La aldaba
Carlos Navarro Antolín
La cuaresma del alcalde de Sevilla
No creo que haya ningún sevillano de mi quinta que no recuerde la madrugada en que ETA asesinó a Alberto Jiménez-Becerril y a Ascensión García Ortiz. Por entonces, yo era un joven plumilla y aquel mismo enero negro de 1998 había empezado a salir con la que hoy es mi mujer. Nada extraño, es obligado que lo atroz y lo alegre se mezclen en nuestras biografías. En aquellos años, la banda terrorista se había empeñado en “socializar el sufrimiento”, que es como bautizaron a su estrategia de no limitar sus crímenes a militares y agentes de las fuerzas de seguridad, sino ampliarlos a políticos, periodistas y otras profesiones relacionadas con el Estado de Derecho. Es duro decirlo, pero solo entonces empezó a surgir de verdad en la sociedad civil española un espíritu combativo frente al terrorismo. Si importante es hoy honrar a las víctimas de ETA, también lo es el recordar el ambiente de degradación moral que hizo posible que una banda de fanáticos sembrase de muertos la joven democracia española.

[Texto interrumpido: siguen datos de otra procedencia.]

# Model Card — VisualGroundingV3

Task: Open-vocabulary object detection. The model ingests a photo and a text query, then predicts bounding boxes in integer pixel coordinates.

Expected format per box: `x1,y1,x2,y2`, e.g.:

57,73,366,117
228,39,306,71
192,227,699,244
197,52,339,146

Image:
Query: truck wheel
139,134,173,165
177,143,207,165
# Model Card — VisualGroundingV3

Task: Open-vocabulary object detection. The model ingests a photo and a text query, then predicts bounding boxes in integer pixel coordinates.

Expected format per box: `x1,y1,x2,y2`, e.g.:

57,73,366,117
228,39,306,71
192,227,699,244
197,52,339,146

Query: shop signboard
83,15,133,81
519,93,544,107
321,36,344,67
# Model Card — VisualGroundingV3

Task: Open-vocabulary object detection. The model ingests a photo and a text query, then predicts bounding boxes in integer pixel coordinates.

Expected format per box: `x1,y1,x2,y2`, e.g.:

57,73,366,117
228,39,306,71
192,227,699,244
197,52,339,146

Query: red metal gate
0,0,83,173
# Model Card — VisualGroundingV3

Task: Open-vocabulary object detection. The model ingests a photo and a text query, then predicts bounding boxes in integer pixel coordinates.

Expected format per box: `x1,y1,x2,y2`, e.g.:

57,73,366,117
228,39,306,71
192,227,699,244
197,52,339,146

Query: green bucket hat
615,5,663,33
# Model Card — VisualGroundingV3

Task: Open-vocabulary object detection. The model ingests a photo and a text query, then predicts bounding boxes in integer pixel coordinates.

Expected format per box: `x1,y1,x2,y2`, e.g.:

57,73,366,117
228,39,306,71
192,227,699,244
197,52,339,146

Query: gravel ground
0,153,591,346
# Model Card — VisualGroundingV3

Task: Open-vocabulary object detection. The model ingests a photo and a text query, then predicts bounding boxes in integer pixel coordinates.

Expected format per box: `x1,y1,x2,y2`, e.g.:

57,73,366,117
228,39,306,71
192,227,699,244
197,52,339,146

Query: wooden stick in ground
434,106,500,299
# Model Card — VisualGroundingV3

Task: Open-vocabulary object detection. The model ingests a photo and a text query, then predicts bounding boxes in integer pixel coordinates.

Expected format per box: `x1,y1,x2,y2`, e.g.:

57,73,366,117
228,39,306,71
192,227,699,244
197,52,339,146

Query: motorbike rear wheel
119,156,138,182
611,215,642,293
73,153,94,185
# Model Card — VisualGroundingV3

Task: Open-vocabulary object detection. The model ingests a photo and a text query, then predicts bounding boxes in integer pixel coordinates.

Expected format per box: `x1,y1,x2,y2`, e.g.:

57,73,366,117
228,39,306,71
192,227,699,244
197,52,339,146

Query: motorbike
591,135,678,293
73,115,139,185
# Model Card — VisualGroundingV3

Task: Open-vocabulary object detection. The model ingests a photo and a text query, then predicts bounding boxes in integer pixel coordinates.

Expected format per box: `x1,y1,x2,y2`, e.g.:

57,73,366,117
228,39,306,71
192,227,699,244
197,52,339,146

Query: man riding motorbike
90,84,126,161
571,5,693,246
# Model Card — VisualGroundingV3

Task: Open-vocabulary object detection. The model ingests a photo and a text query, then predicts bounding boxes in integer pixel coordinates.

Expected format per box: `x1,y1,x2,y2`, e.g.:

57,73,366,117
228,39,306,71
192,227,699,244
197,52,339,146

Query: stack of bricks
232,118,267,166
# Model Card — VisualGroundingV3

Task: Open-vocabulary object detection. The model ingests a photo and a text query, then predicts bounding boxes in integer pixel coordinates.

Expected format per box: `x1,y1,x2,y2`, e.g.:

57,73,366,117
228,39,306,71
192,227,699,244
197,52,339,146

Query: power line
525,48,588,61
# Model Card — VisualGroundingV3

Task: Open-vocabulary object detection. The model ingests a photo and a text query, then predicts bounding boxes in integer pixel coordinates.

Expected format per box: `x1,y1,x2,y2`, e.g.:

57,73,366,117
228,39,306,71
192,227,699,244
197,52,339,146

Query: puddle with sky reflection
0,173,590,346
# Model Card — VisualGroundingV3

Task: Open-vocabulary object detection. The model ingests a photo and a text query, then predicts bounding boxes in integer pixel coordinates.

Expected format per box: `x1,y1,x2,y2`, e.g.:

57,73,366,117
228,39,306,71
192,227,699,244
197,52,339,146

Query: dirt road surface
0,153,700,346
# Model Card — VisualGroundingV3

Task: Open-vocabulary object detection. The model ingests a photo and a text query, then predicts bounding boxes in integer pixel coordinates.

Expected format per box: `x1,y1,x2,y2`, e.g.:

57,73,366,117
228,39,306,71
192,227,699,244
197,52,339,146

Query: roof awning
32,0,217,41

Y no me refiero solo al nacionalismo vasco. En el resto de España también hubo políticos e intelectuales a los que les costó abandonar sus simpatías o indiferencia por ETA. Luego, cuando la sangre era ya demasiada, se inventaron eso de que era una “banda fascista” para tapar sus vergüenzas y colocarse en las cabeceras de las manifestaciones.
El jueves se cumplieron 27 años del asesinato de Alberto y Ascen, uno de los días más trágicos de la historia de Sevilla. Y ayer viernes la Fundación que lleva el nombre del concejal popular entregó su galardón a Fernando Iwasaki por mantener viva su memoria. Para honrar a los dos asesinados y acompañar al premiado nos congregamos en el Salón Colón del Ayuntamiento algunas autoridades, concejales (con ausencias llamativas) y amigos de distinto pelaje del premiado. Y todos encontramos harto consuelo en el discurso de Fernando, quien con su español entre limeño y sevillano hizo una evocación única, íntima y vibrante, de los que fueron sus amigos y vecinos en aquella Sevilla de finales del milenio, pasando con finura criolla de la honda reflexión moral a la retranca de los derbis sevillanos. “No te pega ser bético, Fernando” le decía –con razón– Jiménez-Becerril.
Una vez más, las figuras de Alberto y Ascen aparecieron envueltas por una mezcla de tristeza y alegría, como en aquellos años de plumilla ennoviado. De tristeza, porque el acto de ayer nunca tuvo que ocurrir; de alegría, por ver a Fernando y a otros amigos, por celebrar la vida que, pese a los asesinos, sigue adelante en esta ciudad milenaria que nunca olvidará a aquel matrimonio al que unos bárbaros asesinaron. Por mucho que algunos se empeñen.